Femtone vaginal weights tone pelvic floor muscles to protect against incontinence, and can increase the strength of your orgasms! These vaginal “barbells” are the perfect product for kegel exercises. Get this hard-to-find kegal exerciser at ShopInPrivate.com.
But, hold the phone, Nelly…it gets better…..
No need to shell out $124.99! No! No! No! You can make your own for less than a fraction of that cost! I made my own and YOU can, too. Simply, go to a Tru-Valu Hardware store and you will find a gazillion hardware items in varying weights to substitute for the store-bought 5 cones. Just to give you an idea, here are the items that I purchased.
gravel stones….these come in varying shapes and sizes
windchimes….so many assorted to pick from! (optional)
bolts….every size, shape, and weight that you can think of are available
cheesecloth (you can use velvet for that special feel but you will have to go somewhere other than the hardware store)
blank video /dvd/cd
Start with some small gravel. You might want to use a kitchen scale to weigh these. Or, take them to your local post office where they will weigh anything. This could be a slight bit tricky unless you are very, very, very good friends with the recipient of the gift since you will have to use your own judgement as to weight and size of the gravel “needed” to be effective.
Cut a piece of cheesecloth (or velvet). Then, wrap the chosen gravel in the material and tie with a Ziplock Sandwich tie. Be thoughtful and cut off the excess tie. Those things could cause some poonana scratches and we don’t want that. Lawsuits are rampant in these hard times. Who wants to lose the farm because of “an internal scratch”?
Next, choose some bolts that are heavy but small enough to wrap in cheesecloth (or velvet!). Use the above instructions about cheesecloth/velvet/Ziplock ties.

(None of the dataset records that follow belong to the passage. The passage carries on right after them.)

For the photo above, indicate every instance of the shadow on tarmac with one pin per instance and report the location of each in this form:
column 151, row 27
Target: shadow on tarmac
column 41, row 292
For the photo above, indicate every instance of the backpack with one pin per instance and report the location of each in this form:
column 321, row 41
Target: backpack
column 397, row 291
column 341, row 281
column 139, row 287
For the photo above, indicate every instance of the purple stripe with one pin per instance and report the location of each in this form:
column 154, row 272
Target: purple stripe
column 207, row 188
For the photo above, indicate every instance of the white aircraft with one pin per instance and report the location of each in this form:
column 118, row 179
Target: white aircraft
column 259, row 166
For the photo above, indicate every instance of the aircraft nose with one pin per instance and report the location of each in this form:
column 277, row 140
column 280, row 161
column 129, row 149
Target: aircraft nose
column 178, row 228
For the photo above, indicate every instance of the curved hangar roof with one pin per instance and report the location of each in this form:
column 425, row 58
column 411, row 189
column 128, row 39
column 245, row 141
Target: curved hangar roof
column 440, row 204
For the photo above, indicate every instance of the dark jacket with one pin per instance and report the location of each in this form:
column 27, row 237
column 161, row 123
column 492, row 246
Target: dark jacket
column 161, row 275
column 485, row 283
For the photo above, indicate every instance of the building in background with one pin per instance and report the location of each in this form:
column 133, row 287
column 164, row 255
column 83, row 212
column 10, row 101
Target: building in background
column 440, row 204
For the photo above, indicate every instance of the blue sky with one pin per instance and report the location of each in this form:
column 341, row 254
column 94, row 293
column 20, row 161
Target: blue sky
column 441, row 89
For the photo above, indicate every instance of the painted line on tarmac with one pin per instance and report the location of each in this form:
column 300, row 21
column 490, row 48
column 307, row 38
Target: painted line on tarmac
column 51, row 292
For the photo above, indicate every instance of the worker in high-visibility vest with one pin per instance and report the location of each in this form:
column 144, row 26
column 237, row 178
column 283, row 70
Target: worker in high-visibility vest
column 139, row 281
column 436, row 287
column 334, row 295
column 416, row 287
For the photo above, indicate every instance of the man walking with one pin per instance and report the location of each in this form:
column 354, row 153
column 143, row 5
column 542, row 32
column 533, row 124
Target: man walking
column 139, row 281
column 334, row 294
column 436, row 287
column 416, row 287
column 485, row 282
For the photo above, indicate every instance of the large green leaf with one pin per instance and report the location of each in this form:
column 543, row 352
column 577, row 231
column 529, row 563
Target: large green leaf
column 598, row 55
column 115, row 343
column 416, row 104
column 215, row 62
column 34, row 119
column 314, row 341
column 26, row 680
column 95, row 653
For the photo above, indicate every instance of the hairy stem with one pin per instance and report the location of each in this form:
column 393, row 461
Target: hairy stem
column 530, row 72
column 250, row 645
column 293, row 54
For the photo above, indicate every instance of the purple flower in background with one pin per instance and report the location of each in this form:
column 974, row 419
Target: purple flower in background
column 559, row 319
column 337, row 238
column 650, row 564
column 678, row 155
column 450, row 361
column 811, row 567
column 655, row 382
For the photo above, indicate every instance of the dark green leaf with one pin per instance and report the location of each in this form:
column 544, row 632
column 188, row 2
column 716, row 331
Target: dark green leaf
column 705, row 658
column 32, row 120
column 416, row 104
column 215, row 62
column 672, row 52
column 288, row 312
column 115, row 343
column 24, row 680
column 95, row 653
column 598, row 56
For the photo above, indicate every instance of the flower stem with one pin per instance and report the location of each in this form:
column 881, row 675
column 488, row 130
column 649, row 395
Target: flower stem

Once again, I must remind you that this is a very personalized gift and it is your duty to know approximately the size of bolts or gravel that your gift recipient will require.
Optional windchimes……I found these to make a delightful and soothing sound. Pick a windchime and simply cut off however many you choose. These should be wrapped up with the bolts. Your floppy flapped friend/relative/neighbor/co-worker will remember your thoughtfullness everytime that she uses these!
Last step….insert blank dvd/cd/video into camera or camcorder. Insert homemade vaginal weights into your own “friend”. Turn on recorder. WARNING: It is important that you use the zoom lens. Otherwise, your face/boobs/butt/etc. will be eternally recorded on your dvd/cd/video and may become as well-known as Carrie Prejean’s. Now….kegel to you just can’t kegel no more.
WARNING: THIS IS NOT RECOMMENDED FOR ANYONE WHO SUFFERS FROM INCONTINENCE. KEEP ALL ELECTRICAL APPLIANCES AWAY FROM WET SURFACES. NOT FOR CHILDREN. NOT FOR RESALE. NOT ADVISED FOR ANYONE SUFFERING FROM MULTIPLE PERSONALITY DISORDER, BIPOLAR DISORDER, MAJOR DEPRESSION DISORDER, SEASONAL AFFECTIVE DISORDER, DEPERSONALIZATION DISORDER, OR THE VERY OBESE.
Small print stuff….TPB does not assume any responsiblity for injury to body or reputation while using this product.